Zerfaliu, il Comune sceglie di tagliare i fondi per le associazioni e i comitati Il sindaco: «Dobbiamo agire in fretta e dare la priorità alle famiglie in difficoltà»

ZERFALIU. A una settimana dall’inizio della Fase 2, annunciata a partire da lunedì prossimo, l’emergenza sanitaria continua a impegnare le amministrazioni locali nella ricerca di soluzioni idonee a fronteggiare le situazioni familiari più delicate. Gran parte dei Comuni della Provincia ha provveduto a distribuire i buoni alimentari finanziati dal governo e i soldi ricevuti ormai sono terminati. Le richieste dei buoni pasto, salvo in pochissimi casi, sono state soddisfatte tutte. Ma il perdurare delle restrizioni imposte dai decreti governativi e regionali, insieme al mancato arrivo di altre risorse da destinare ai Comuni, potrebbe rendere necessari altri interventi da parte delle amministrazioni locali, se necessario anche traendo i fondi dai propri bilanci.

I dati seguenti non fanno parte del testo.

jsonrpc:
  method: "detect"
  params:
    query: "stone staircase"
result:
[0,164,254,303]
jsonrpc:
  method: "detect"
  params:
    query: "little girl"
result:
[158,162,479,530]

Il sindaco Pinuccio Chelo, a Zerfaliu, è stato il primo a farlo. Nei giorni scorsi ha tagliato i contributi destinati alle associazioni e ai comitati organizzatori di sagre e feste in onore dei santi patroni, per destinarli alle famiglie maggiormente in difficoltà. «L’amministrazione comunale – dice Chelo – in questo momento è impegnata in un grosso sforzo economico, attingendo le risorse extra dal bilancio comunale. Purtroppo siamo costretti ad agire in tempi strettissimi, con urgenza e senza tentennamenti, ma le famiglie disagiate e le fasce sociali più deboli hanno la priorità su tutti gli altri».

Nel Comune di Baratili San Pietro le richieste dei buoni spesa sono state cinquanta. Con i soldi ricevuti, circa 11.500 euro, tutti hanno ricevuto il necessario per tirare avanti. «Per il momento i problemi più stringenti sono stati risolti – dice il sindaco Alberto Pippia –, adesso attendiamo la riapertura delle attività per capire se le imprese ce la faranno o meno. Ed è proprio in quell’ottica che abbiamo creato un fondo straordinario, con risorse tratte dal bilancio comunale, da destinare a eventuali esigenze impreviste. La preoccupazione maggiore, lo ribadisco, viene dalle piccole imprese locali, chiuse da troppo tempo e per questo sicuramente più esposte al rischio di chiusura definitiva».

A Tramatza le richieste per i buoni spesa sono state 25, e quasi tutti i nuclei familiari aventi diritto hanno ricevuto gli importi previsti. La sindaca Francesca Piredda dice: «Per fortuna finora non abbiamo avuto situazioni particolarmente critiche – spiega –. Dall’inizio dell’emergenza abbiamo istituito un conto corrente solidale intestato al Comune e i soldi delle donazioni saranno utilizzati per eventuali esigenze impreviste. Inoltre, la Caritas parrocchiale, ha provveduto alla consegna dei pacchi contenenti generi di prima necessità. Nessuno è stato lasciato da solo».